The South China Morning Post mentioned that the plan to raise tariffs is part of the Mexican government's upcoming 2026 budget proposal, which will impose sanctions on some Asian countries, including China. The proposed taxation is expected to cover various products such as automobiles, textiles, and plastics. The draft proposal is expected to be submitted to Congress on September 8th.

The report suggests that in the context of deteriorating Sino-US trade relations, Mexico's imposition of tariffs on China will meet the long-standing demands of the Trump administration. Since the beginning of this year, U.S. President Trump has urged Mexico to follow the U.S. example and increase tariffs on imported goods from China.

Mexico is part of the USMCA (United States-Mexico-Canada Agreement) in 2020, which requires a joint review among the three countries after six years.

"Trump is getting more and more, and Sheinbaum can't withstand it," wrote The New York Times on August 30th, revealing Sheinbaum's dilemma.

The article mentions that after months of negotiations and concessions, Sheinbaum found herself caught in a cycle of pressure from the White House. The Mexican president, known as the "Trump interpreter," has repeatedly defused tense negotiations with Trump. Even Trump himself has said, "I like her very much," and repeatedly extended the buffer period for tariffs on Mexico. But this "honeymoon period" seems to be coming to an end.

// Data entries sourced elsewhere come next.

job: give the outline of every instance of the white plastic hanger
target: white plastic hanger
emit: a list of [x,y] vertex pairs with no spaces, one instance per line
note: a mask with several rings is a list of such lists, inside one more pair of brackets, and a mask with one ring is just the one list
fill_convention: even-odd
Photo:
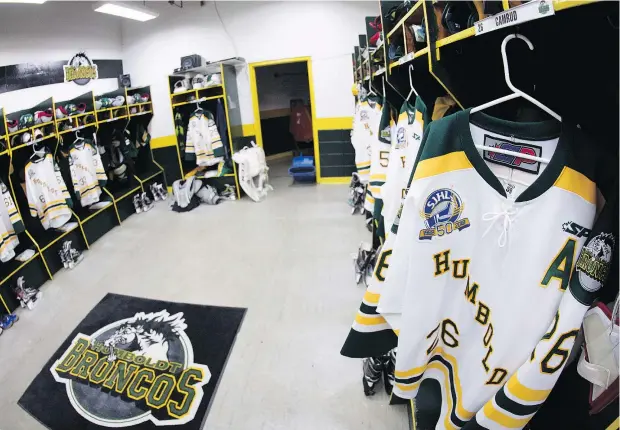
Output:
[[75,140],[73,141],[73,146],[76,145],[84,145],[84,138],[80,136],[79,130],[75,131]]
[[46,148],[45,145],[41,145],[41,149],[37,149],[37,145],[39,143],[33,143],[32,144],[32,155],[30,156],[30,159],[32,160],[35,156],[39,157],[39,158],[43,158],[45,156],[46,153]]
[[[500,97],[500,98],[498,98],[496,100],[492,100],[492,101],[490,101],[488,103],[484,103],[484,104],[482,104],[480,106],[476,106],[475,108],[471,109],[470,113],[480,112],[483,109],[489,108],[491,106],[498,105],[498,104],[506,102],[508,100],[516,99],[518,97],[523,97],[524,99],[530,101],[532,104],[538,106],[539,108],[541,108],[542,110],[547,112],[549,115],[551,115],[552,117],[554,117],[558,121],[562,121],[562,117],[560,115],[558,115],[557,113],[555,113],[554,111],[549,109],[547,106],[545,106],[544,104],[542,104],[541,102],[536,100],[534,97],[532,97],[532,96],[524,93],[523,91],[519,90],[510,81],[510,70],[508,69],[508,57],[506,55],[506,45],[512,39],[521,39],[521,40],[523,40],[525,43],[527,43],[527,46],[530,48],[530,50],[534,50],[534,45],[532,44],[532,42],[530,42],[530,40],[527,37],[525,37],[525,36],[523,36],[521,34],[510,34],[510,35],[506,36],[504,38],[504,40],[502,41],[502,61],[504,63],[504,78],[506,79],[506,85],[508,85],[508,88],[510,88],[513,91],[513,93],[509,94],[507,96],[504,96],[504,97]],[[533,155],[521,154],[519,152],[508,151],[508,150],[505,150],[505,149],[493,148],[493,147],[490,147],[490,146],[483,146],[483,145],[476,145],[476,148],[481,149],[483,151],[488,151],[488,152],[497,152],[499,154],[515,155],[515,156],[518,156],[519,158],[523,158],[523,159],[526,159],[526,160],[539,161],[541,163],[546,163],[546,164],[549,163],[549,159],[548,158],[535,157]]]
[[418,92],[415,90],[415,88],[413,88],[413,78],[411,77],[411,72],[413,72],[413,64],[409,64],[409,86],[411,87],[411,91],[409,91],[409,94],[407,94],[407,101],[409,101],[412,94],[415,94],[416,97],[418,96]]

The article states that deploying tens of thousands of soldiers to the US-Mexico border; accusing Mexican banks of money laundering; threatening to increase tariffs; revoking visas of some Mexican politicians; designating some Mexican drug cartels as terrorist organizations... Over the past few months, Trump has intensified his high-pressure campaign against Mexico, using multiple means to force Sheinbaum to compromise, putting her in a defensive position with little room to maneuver.

China is Mexico's second-largest trading partner globally, and Mexico is China's second-largest trading partner in Latin America. Data shows that the total Sino-Mexican trade volume reached 109.426 billion USD in 2024, with China's exports to Mexico amounting to 90.232 billion USD and imports from Mexico totaling 19.195 billion USD. China's main exports to Mexico include electronic components, kitchenware, and auto parts, while Mexico's main imports from China include crude oil, electrical equipment, and medical instruments.

On August 28th, Foreign Ministry Spokesperson Guo Jia Kun responded to related questions, stating that Mexico is China's second-largest trading partner in Latin America, and China is Mexico's third-largest export destination. Win-win cooperation is the essential characteristic of Sino-Mexican economic and trade cooperation. China has always advocated for an inclusive and open economic globalization, opposing all forms of unilateralism, protectionism, and discriminatory and exclusive measures.

Guo Jia Kun emphasized that China firmly opposes imposing restrictions on China under others' coercion, damaging China's legitimate rights and interests. He believes that relevant countries will adhere to independence and autonomy, and properly handle related issues.